Пятьсот девятый задумался. Он прекрасно знал: бывают люди, которые за кусок хлеба пойдут на любую подлость.
– Да вроде не похоже, – рассудил он наконец. – Иначе зачем бы он стал давать спички?
– Это тут ни при чем. В таких делах осторожность нужна. Иначе обоим крышка. И Лебенталю тоже.
Пятьсот девятый и сам прекрасно это понимал. Ему доводилось видеть, как людей вздергивали и за куда менее тяжкие провинности.
– Надо будет за ним присмотреть, – сказал он. – По крайней мере до тех пор, пока Ломана не сожгут, а Лебенталь не толкнет зуб. Потом-то он ничего нам не сделает.
Бергер кивнул.
– Пойду еще разок взгляну. Может, заодно и разузнаю чего-нибудь.
– Ладно. А я тут побуду, Лео подожду. Он, наверное, еще в рабочем лагере.
Бергер встал и направился к бараку. И он, и пятьсот девятый, не задумываясь, рискнули бы жизнью, если бы этим можно было спасти Ломана. Но спасти Ломана было нельзя. Вот они и говорили о нем, как о неодушевленном предмете. Долгие годы лагерной жизни приучили их мыслить практически.
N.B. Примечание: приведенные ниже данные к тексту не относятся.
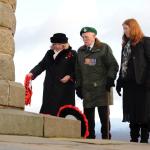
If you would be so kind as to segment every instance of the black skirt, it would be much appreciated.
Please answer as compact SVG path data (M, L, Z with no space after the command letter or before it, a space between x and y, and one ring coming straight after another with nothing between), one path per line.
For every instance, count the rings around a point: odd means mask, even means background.
M147 123L149 118L149 104L146 97L147 90L143 85L135 82L125 83L123 86L123 122Z

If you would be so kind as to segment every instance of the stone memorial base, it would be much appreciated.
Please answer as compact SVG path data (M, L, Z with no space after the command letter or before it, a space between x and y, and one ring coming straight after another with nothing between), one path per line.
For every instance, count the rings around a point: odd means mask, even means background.
M81 124L77 120L0 109L0 134L80 138Z

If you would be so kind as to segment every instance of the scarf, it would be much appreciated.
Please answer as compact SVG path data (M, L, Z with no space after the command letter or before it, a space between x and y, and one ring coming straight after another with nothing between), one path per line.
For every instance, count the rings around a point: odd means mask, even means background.
M122 52L122 64L121 64L121 73L122 77L125 78L127 75L127 69L128 69L128 61L131 58L131 42L128 41L127 44L124 46L123 52Z

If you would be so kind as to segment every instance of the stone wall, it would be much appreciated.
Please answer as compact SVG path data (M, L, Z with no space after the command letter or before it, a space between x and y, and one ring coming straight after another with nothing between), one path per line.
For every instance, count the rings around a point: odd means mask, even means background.
M16 0L0 0L0 106L24 109L25 90L15 82Z

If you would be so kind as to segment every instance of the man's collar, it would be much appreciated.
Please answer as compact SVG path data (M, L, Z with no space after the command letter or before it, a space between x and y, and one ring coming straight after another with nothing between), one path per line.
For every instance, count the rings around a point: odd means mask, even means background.
M90 50L94 47L94 43L92 43L90 46L87 46L87 47L90 47Z

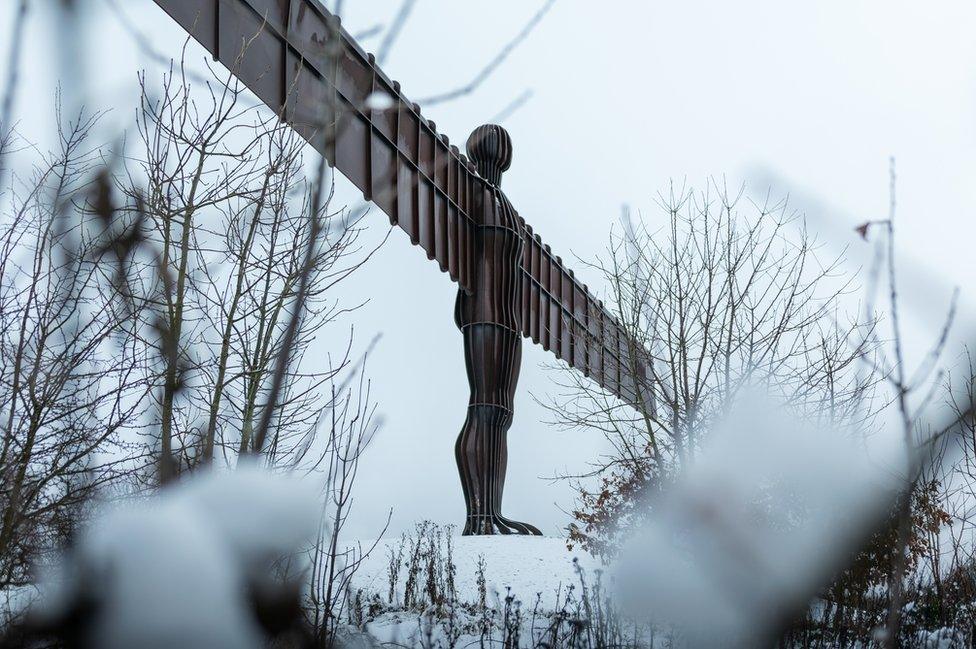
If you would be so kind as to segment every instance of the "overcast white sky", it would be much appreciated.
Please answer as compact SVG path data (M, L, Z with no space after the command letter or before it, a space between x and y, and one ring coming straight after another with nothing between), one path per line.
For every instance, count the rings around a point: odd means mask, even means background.
M42 142L60 69L49 53L53 35L37 20L47 1L31 3L16 105L21 130ZM178 53L183 32L150 0L115 2L156 50ZM0 9L4 50L14 4ZM399 1L344 4L345 25L356 32L388 21ZM541 4L418 0L387 72L411 98L463 85ZM160 67L103 0L89 5L89 102L126 125L136 73L148 69L158 79ZM623 203L659 219L654 198L669 179L702 186L724 175L756 194L790 194L811 230L838 250L854 246L856 268L863 246L851 228L886 216L893 155L917 357L952 286L962 289L961 323L976 322L974 32L976 3L967 0L557 0L476 93L424 112L461 143L523 91L534 92L504 122L515 145L504 188L564 258L601 252ZM193 56L203 60L199 49ZM348 187L341 195L356 200ZM368 221L371 236L385 232L378 211ZM370 300L354 318L359 342L383 333L369 367L387 423L360 473L354 533L375 534L389 507L394 532L423 517L461 522L453 444L467 384L454 285L397 231L343 292L350 302ZM342 332L332 332L317 343L322 354L341 343ZM543 478L584 469L601 443L541 423L530 393L551 388L540 369L549 360L526 345L505 500L507 515L558 534L572 494Z

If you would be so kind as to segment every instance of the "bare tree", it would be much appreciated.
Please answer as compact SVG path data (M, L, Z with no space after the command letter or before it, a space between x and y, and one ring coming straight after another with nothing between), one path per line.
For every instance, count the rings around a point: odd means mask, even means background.
M138 150L118 178L150 253L135 272L151 287L137 337L158 359L153 444L177 472L253 452L274 466L301 463L321 413L335 405L321 388L346 369L351 335L333 367L304 369L303 357L348 311L331 289L368 257L357 244L362 212L333 211L329 187L321 195L305 180L304 143L275 116L242 108L240 93L232 78L215 77L198 97L171 71L153 98L143 79ZM153 328L163 335L149 335ZM270 427L259 445L263 416Z
M936 595L947 603L942 609L946 615L939 620L946 626L962 626L971 603L976 601L976 548L972 543L976 530L976 359L969 348L964 352L960 374L961 380L957 380L947 373L945 381L950 411L961 433L956 437L958 448L950 446L946 453L955 451L958 460L946 463L943 474L937 476L943 487L940 496L952 516L951 525L940 530L949 536L949 542L940 544L933 553L930 570L936 580ZM948 556L941 552L946 545ZM976 629L971 633L976 635Z
M896 180L895 160L892 158L889 162L888 218L868 221L857 228L861 236L867 238L872 226L883 227L885 254L883 263L880 263L881 260L879 260L876 272L879 274L883 272L886 279L887 285L884 287L888 298L886 312L891 326L891 334L889 343L883 347L879 346L882 353L875 361L874 369L879 376L885 378L893 394L892 401L897 415L897 429L902 435L907 458L904 467L896 468L904 486L896 505L895 529L897 536L894 543L886 548L890 557L883 637L886 647L896 647L902 642L902 608L905 603L906 580L912 577L914 558L919 554L918 544L914 542L919 532L919 524L915 516L919 494L925 498L923 505L942 511L941 502L944 500L944 494L939 488L941 486L939 477L934 474L941 469L942 461L920 462L918 457L938 454L938 449L944 447L940 444L941 436L943 432L947 431L927 430L924 427L923 415L934 395L942 387L940 379L943 373L939 370L938 363L955 318L956 300L959 293L958 289L953 292L945 322L932 349L914 371L911 371L904 353L905 341L902 336L902 313L897 281L898 264L895 255ZM870 295L869 304L872 304L873 300L874 296ZM937 536L941 523L948 523L950 520L946 513L943 520L937 521L938 524L933 524L930 529L924 531ZM935 547L929 552L930 556L940 551L938 544L934 542L933 544ZM926 543L927 545L928 543ZM922 552L926 549L922 548ZM941 572L941 568L934 567ZM936 577L936 583L939 583L939 579L940 577Z
M346 622L344 617L355 620L358 603L353 577L390 522L387 516L386 525L369 547L364 548L361 543L349 546L345 542L343 529L352 509L359 460L381 422L375 418L376 408L370 401L365 372L360 371L358 385L343 388L333 383L331 394L336 407L330 409L323 422L328 431L322 462L325 502L319 535L311 550L306 607L309 627L321 646L331 646Z
M611 444L591 470L563 476L576 480L580 500L572 542L612 552L640 494L690 461L745 390L825 425L871 420L877 379L858 359L872 351L873 324L845 320L840 305L852 278L840 258L819 259L785 202L750 202L746 217L742 201L718 185L672 187L660 197L659 231L626 219L607 258L592 264L635 343L624 362L637 367L643 347L652 363L637 409L556 369L561 393L543 402L553 423L596 429ZM584 481L594 478L595 490Z
M144 354L104 290L105 223L83 205L99 115L58 114L59 148L11 175L0 234L0 587L70 533L94 490L140 462Z

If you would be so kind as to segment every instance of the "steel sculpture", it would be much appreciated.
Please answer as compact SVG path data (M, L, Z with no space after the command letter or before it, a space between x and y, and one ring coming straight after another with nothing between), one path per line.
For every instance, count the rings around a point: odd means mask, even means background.
M465 157L318 0L155 2L458 283L464 534L540 534L501 514L522 337L644 412L649 356L501 191L508 133L475 129Z

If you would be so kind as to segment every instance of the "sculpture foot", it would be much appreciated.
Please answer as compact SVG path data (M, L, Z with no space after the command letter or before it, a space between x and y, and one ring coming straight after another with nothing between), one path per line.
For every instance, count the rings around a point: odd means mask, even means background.
M463 536L488 536L494 534L524 534L542 536L539 528L528 523L513 521L499 514L469 516Z

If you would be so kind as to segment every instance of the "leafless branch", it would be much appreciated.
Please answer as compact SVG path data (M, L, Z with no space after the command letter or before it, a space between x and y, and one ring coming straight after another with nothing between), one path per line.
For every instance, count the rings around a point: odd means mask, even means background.
M526 38L528 38L529 34L532 33L532 30L535 29L540 22L542 22L545 15L549 13L550 9L552 9L552 5L554 5L555 2L556 0L546 0L545 4L543 4L535 15L533 15L532 18L530 18L529 21L522 27L522 30L515 35L515 38L506 43L505 46L502 47L501 50L499 50L499 52L495 55L495 57L488 62L488 65L482 68L474 76L474 78L471 79L471 81L459 88L455 88L454 90L449 90L438 95L431 95L430 97L421 99L418 103L424 106L433 106L435 104L441 104L446 101L458 99L459 97L469 95L477 90L481 84L484 83L484 81L488 79L488 77L490 77L492 73L494 73L495 70L501 66L502 63L505 62L505 59L507 59L509 55L511 55L511 53L515 51L515 49L521 45Z

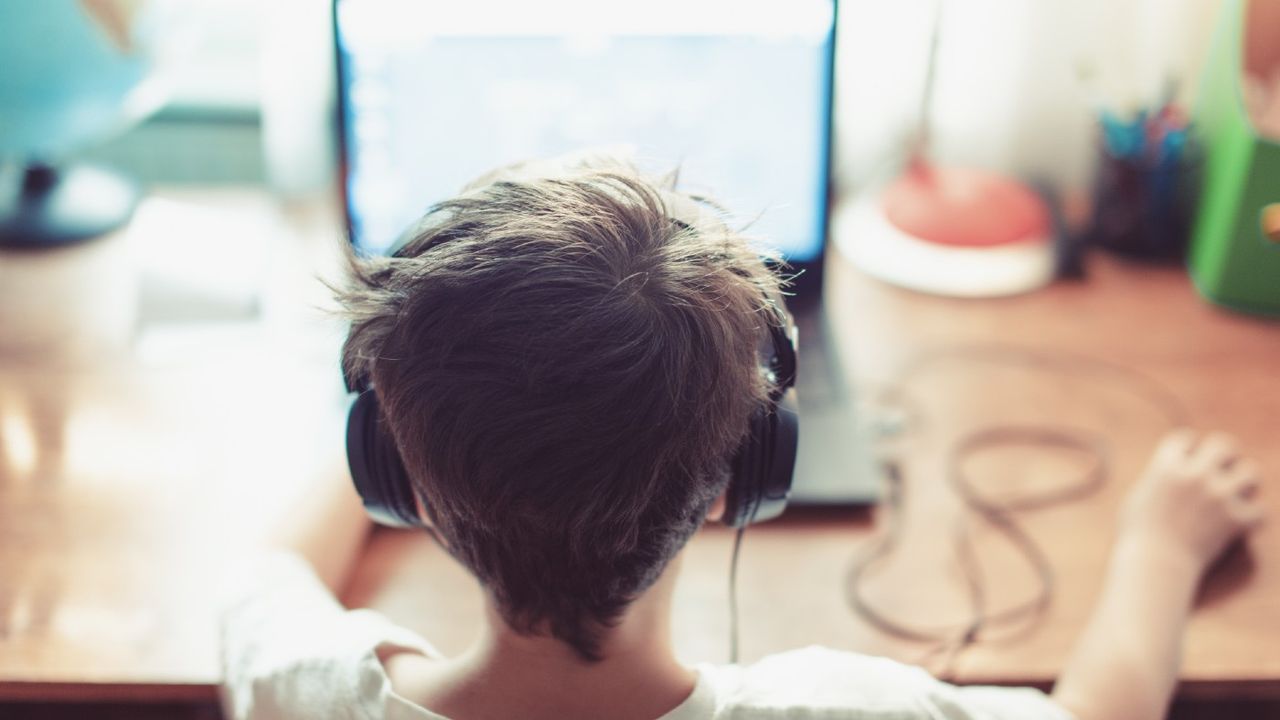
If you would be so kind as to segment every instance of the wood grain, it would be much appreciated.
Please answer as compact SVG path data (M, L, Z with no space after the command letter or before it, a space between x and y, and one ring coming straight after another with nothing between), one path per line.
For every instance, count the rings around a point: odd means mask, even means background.
M256 193L147 202L0 255L0 699L213 698L218 593L342 441L339 328L291 289L314 263L282 261L301 236ZM238 265L247 313L197 282Z

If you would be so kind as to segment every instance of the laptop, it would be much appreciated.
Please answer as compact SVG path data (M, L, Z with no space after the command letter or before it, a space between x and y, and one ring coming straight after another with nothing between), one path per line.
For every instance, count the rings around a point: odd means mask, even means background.
M822 302L835 0L335 0L351 241L385 253L484 172L627 148L799 271L792 501L879 494Z

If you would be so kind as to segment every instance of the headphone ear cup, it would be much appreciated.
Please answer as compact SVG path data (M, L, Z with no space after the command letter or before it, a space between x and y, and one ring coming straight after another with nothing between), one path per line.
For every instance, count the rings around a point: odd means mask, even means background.
M725 490L724 515L720 521L729 527L744 527L751 522L755 514L761 462L760 449L763 446L761 434L765 431L762 418L766 410L758 410L747 423L747 436L742 445L734 453L729 462L729 487Z
M756 521L771 520L786 509L787 497L796 477L796 457L800 450L800 403L796 391L788 389L773 408L773 443L769 474Z
M413 483L372 389L356 396L347 413L347 465L369 516L389 527L423 527Z
M799 440L794 390L751 416L747 437L730 463L724 524L740 528L782 514L791 493Z

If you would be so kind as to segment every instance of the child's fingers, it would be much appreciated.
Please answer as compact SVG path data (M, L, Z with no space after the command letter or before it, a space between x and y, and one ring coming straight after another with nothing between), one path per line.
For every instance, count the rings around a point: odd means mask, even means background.
M1227 504L1231 517L1243 528L1255 528L1267 517L1266 508L1254 499L1234 497Z
M1245 458L1214 476L1212 484L1224 496L1251 500L1258 494L1258 488L1262 485L1262 473L1258 463Z
M1162 462L1181 462L1190 456L1195 441L1196 431L1191 428L1171 430L1156 448L1156 458Z
M1258 498L1262 473L1258 463L1248 458L1224 470L1213 480L1213 489L1226 502L1227 512L1241 527L1261 523L1266 508Z
M1223 432L1213 432L1192 451L1191 461L1196 468L1214 472L1229 467L1240 457L1240 445L1236 439Z

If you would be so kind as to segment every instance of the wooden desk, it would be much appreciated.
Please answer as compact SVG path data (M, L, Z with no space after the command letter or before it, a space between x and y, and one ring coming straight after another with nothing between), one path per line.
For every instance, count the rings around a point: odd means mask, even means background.
M324 297L312 278L322 248L332 247L332 216L281 215L252 193L185 200L214 212L183 220L191 208L161 204L165 212L148 222L91 245L0 255L0 701L212 700L218 587L336 447L337 330L309 310ZM211 230L215 217L242 227ZM265 251L224 247L219 237L248 238ZM226 267L213 274L225 278L250 255L262 280L247 314L175 300L172 282L155 281L166 267L187 277L219 263ZM157 256L172 262L144 267ZM914 351L948 343L1086 352L1141 367L1201 424L1237 433L1280 472L1272 430L1280 327L1205 306L1182 273L1103 261L1087 284L954 302L888 288L835 263L831 287L840 339L861 380L883 380ZM1044 683L1084 622L1114 508L1162 420L1115 388L992 372L955 368L921 379L931 422L908 448L906 542L867 591L907 618L957 615L943 540L957 506L938 480L939 448L951 433L993 415L1045 412L1105 429L1116 475L1104 491L1027 522L1059 577L1048 620L1016 641L969 650L956 665L964 681ZM1035 467L1025 482L1055 480ZM1280 492L1268 498L1280 517ZM867 513L808 512L748 533L745 660L808 643L919 656L920 647L880 635L845 605L845 571L875 526ZM709 528L684 558L675 629L689 660L725 658L730 540ZM1016 558L989 545L993 592L1024 590L1028 576ZM1187 692L1280 696L1274 523L1248 557L1215 578L1192 624ZM477 598L441 552L397 532L374 536L347 594L446 652L478 627Z
M219 587L341 447L331 219L170 193L0 254L0 700L216 697Z

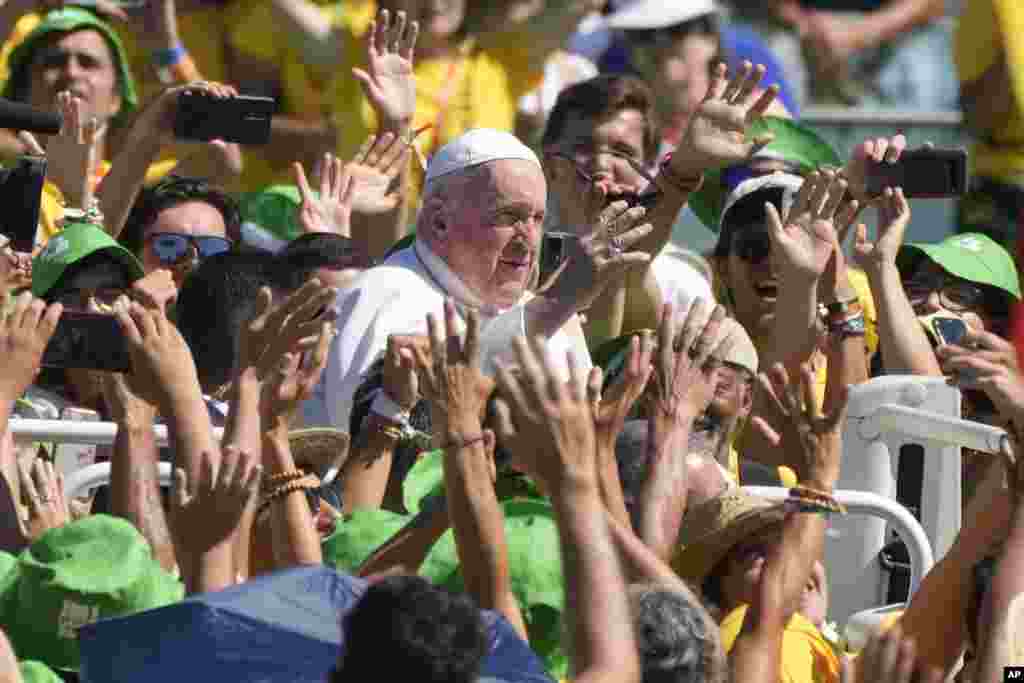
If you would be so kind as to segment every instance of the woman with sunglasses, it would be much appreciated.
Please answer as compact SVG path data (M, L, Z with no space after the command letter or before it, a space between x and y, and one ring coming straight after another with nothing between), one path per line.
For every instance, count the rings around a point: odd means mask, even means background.
M179 289L203 259L240 239L235 201L205 180L170 176L144 189L120 236L146 273L170 270Z

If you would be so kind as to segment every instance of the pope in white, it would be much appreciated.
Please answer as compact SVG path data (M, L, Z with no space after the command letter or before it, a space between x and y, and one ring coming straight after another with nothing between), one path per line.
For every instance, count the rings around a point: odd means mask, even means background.
M572 353L578 366L589 368L590 354L575 313L585 307L598 280L621 269L602 272L602 262L629 266L646 259L622 252L649 226L630 230L643 215L634 210L620 208L618 218L602 218L611 246L586 240L573 246L580 256L576 270L560 278L571 281L562 287L570 295L556 306L540 305L538 298L528 307L546 199L540 161L514 136L477 129L443 147L427 169L416 241L338 295L339 333L316 395L305 406L305 422L349 431L353 396L386 350L389 336L426 334L427 313L440 318L447 297L454 300L460 318L470 307L480 312L485 369L494 367L495 356L510 351L514 337L528 332L544 336L552 357L563 366L566 354ZM623 229L611 232L617 228ZM570 298L575 301L565 310ZM380 392L372 411L395 418L403 407Z

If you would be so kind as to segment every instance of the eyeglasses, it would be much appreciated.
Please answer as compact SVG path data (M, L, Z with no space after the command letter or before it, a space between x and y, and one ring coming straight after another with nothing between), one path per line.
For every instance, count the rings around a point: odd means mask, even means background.
M628 208L632 209L634 206L642 206L645 209L650 209L652 206L658 203L658 199L661 198L661 192L657 189L657 185L654 182L654 176L643 169L643 163L633 157L632 155L625 154L623 152L617 152L615 150L600 150L601 152L612 155L617 159L621 159L622 163L626 164L633 172L640 175L647 181L647 190L645 192L624 192L621 194L610 194L605 199L608 204L612 202L624 201L628 205ZM576 174L579 175L580 179L588 185L594 184L594 177L587 173L584 168L589 168L593 158L597 155L597 152L581 152L579 147L573 150L573 153L566 154L565 152L555 152L551 156L559 159L564 159L571 163L576 169Z
M976 310L985 303L985 290L978 285L942 275L904 280L903 289L911 305L921 303L931 296L932 292L938 292L942 307L954 313Z
M150 235L148 241L160 262L168 265L178 263L185 258L188 255L189 247L195 247L196 253L201 259L223 254L231 249L230 240L212 235L157 232Z
M763 263L771 256L772 240L767 231L751 228L733 237L732 248L736 255L747 263Z

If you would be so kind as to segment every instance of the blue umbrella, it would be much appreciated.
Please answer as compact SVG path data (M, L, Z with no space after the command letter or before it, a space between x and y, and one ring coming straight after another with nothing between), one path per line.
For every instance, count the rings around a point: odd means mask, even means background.
M183 679L323 683L344 647L341 618L367 582L327 567L258 577L178 604L83 627L83 683ZM483 676L550 683L543 665L501 616L481 613L490 636Z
Пятьсот девятый примостился на корточках у стены за уборной. Тут было самое укромное место – никто на тебя не смотрит. В Малом лагере на все бараки была только одна общая уборная, сооруженная как раз на границе с Рабочим лагерем – сюда и отсюда почти непрерывным потоком весь день, кряхтя и постанывая, тянулись скелеты. Почти у всех был понос, если не что похуже, и многие, упав прямо на землю, отлеживались под этими стенами, набираясь сил для обратной дороги. Вплотную за уборной проходил забор из колючей проволоки, отделявший Малый лагерь от Рабочего.
Пятьсот девятый устроился так, чтобы видеть калитку, проделанную в этом заборе. Калитка предназначалась для надзирателей, старост бараков, подвозчиков еды и сборщиков трупов с тележками. Из их двадцать второго барака здесь имел право проходить только Бергер, когда шел в крематорий. Всем остальным проход был категорически запрещен. Поляк Зильбер называл эту калитку «дохлячей», потому что, попав в Малый лагерь, арестант мог еще раз миновать эту калитку только в виде трупа. Часовые имели приказ стрелять без предупреждения при малейшей попытке кого-либо из скелетов прорваться в Рабочий лагерь. Впрочем, почти никто и не пытался. Из Рабочего лагеря, кроме тех, кому положено по службе, сюда никто не ходил. И дело не только в том, что Малый лагерь постоянно находился на карантине; просто заключенные Рабочего лагеря давно махнули на Малый рукой и относились чуть ли не как к кладбищу, где мертвецов, правда, хоронят не сразу, а дают еще какое-то время вылежаться и даже побродить.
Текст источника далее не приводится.